Caleb's eyebrows lifted, and he looked at her questioningly. Moon Dog peeked around the doorframe and asked, "How's that, Miss?"
"'Cause," she grinned impishly, "the clerk said this room goes for three hundred a night when the legislature's in town, but that I could make two thousand a night, easy, if I wanted to."
"You mean legislators actually stay HERE?" Caleb gasped incredulously. He didn't hear Moon Dog's cough or his feet scuffling on the walk outside the room, because the Dog had turned his back to him and was bending over looking at his shoes.
"Well, no," she replied without a hint of humor except for a twinkle in her eyes which Caleb failed to notice, "Actually, I didn't mean that at all."
"Well, wha…" Caleb began, but Moon Dog had managed to right himself and yanked on his arm to get his attention.
"Judge!" he gasped, sucking in air and nearly choking on the word. His face was beet red, and Caleb could have sworn there were tears welling up in the corners of the tough old warrior's eyes.
"What, Dog?" he asked, forgetting for the present his curiosity about legislative sleeping accommodations.

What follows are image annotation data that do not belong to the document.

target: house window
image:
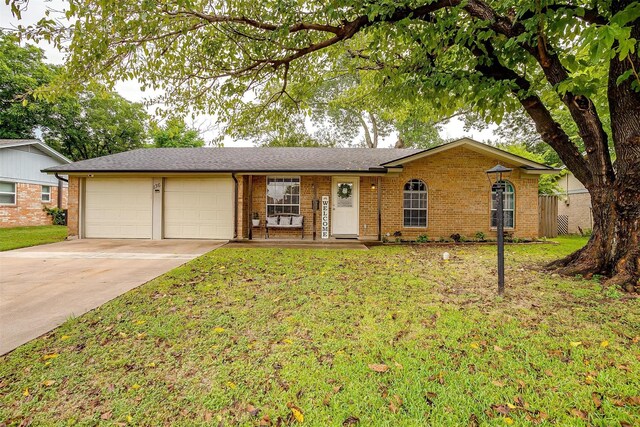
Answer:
[267,177,300,216]
[0,182,16,205]
[40,185,51,203]
[403,179,427,227]
[491,181,516,228]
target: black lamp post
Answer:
[487,164,513,296]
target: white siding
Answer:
[0,146,66,186]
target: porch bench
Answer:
[265,214,304,239]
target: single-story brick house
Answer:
[46,138,557,240]
[0,139,71,228]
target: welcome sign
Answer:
[320,196,329,239]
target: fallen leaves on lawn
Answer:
[246,404,260,417]
[591,392,602,409]
[287,403,304,423]
[389,394,402,414]
[424,391,438,406]
[368,363,389,373]
[569,408,589,420]
[342,416,360,427]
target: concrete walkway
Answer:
[0,239,226,355]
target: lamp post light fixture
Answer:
[486,164,513,296]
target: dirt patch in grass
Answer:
[0,239,640,426]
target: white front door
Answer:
[331,177,360,237]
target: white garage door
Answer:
[164,178,233,239]
[84,178,152,239]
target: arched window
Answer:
[403,179,427,227]
[491,181,516,228]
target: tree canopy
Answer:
[0,33,148,160]
[0,32,56,139]
[151,117,205,148]
[42,88,148,161]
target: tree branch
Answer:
[469,43,592,185]
[518,4,609,25]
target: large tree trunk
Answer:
[549,188,640,292]
[552,0,640,292]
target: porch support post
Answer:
[231,172,238,239]
[378,177,382,241]
[247,175,252,240]
[311,176,318,240]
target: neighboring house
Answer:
[558,172,593,234]
[0,139,71,228]
[47,138,557,240]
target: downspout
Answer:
[54,172,69,209]
[231,172,238,240]
[378,177,382,242]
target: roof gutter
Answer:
[53,172,69,182]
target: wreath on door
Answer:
[338,183,353,199]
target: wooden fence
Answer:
[538,195,558,237]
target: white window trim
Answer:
[40,185,51,203]
[0,181,18,206]
[264,175,302,216]
[402,178,429,230]
[489,179,516,231]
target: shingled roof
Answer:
[45,147,423,172]
[43,138,555,173]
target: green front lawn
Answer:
[0,238,640,426]
[0,225,67,251]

"We've got to check out of here, or we'll owe another night's rent on the whole place."
"Jesus Christ, right; when's checkout?"
"He gave me till two thirty for an extra fifty."
"Must be his off-season rate," Caleb grumbled. "What time is it, now?"
"Two twenty-one and thirty seconds."
"Damn," Caleb grumbled, "I thought Miss Noble and I would have more than nine and a half minutes to talk."
"Nine minutes, now, Judge, and counting down fast," Moon Dog responded glancing at his watch, "But take as long as you want, another thirty minutes'll only cost you fifty more."
"That's OK, Judge Montcastle," Anne said, "I'm all packed and ready to go."
She turned and leaned over the end of the bed to close her bag, and it was then that he noticed her legs. Her skirt was short, almost too short for the season, and it rode up her bare thighs as she bent. Her shoes were low healed, red pumps with sling backs that exposed her heels, and she wore a tiny gold ankle bracelet around one ankle. Her movements stretched her legs and her toned, athletic muscles rippled as she worked the clasps to secure the suitcase. Her skirt pulled tightly across her butt and revealed the prominent rounded globes of her firm cheeks. In his mind, erotic visions of those cheeks, bared, parting, warmed from within, began lifting off the pages of Moon Dog's report to dance like children around his stirring maypole.
"I'll take that, Miss," he heard Moon Dog say behind him, and he blinked to chase the images away.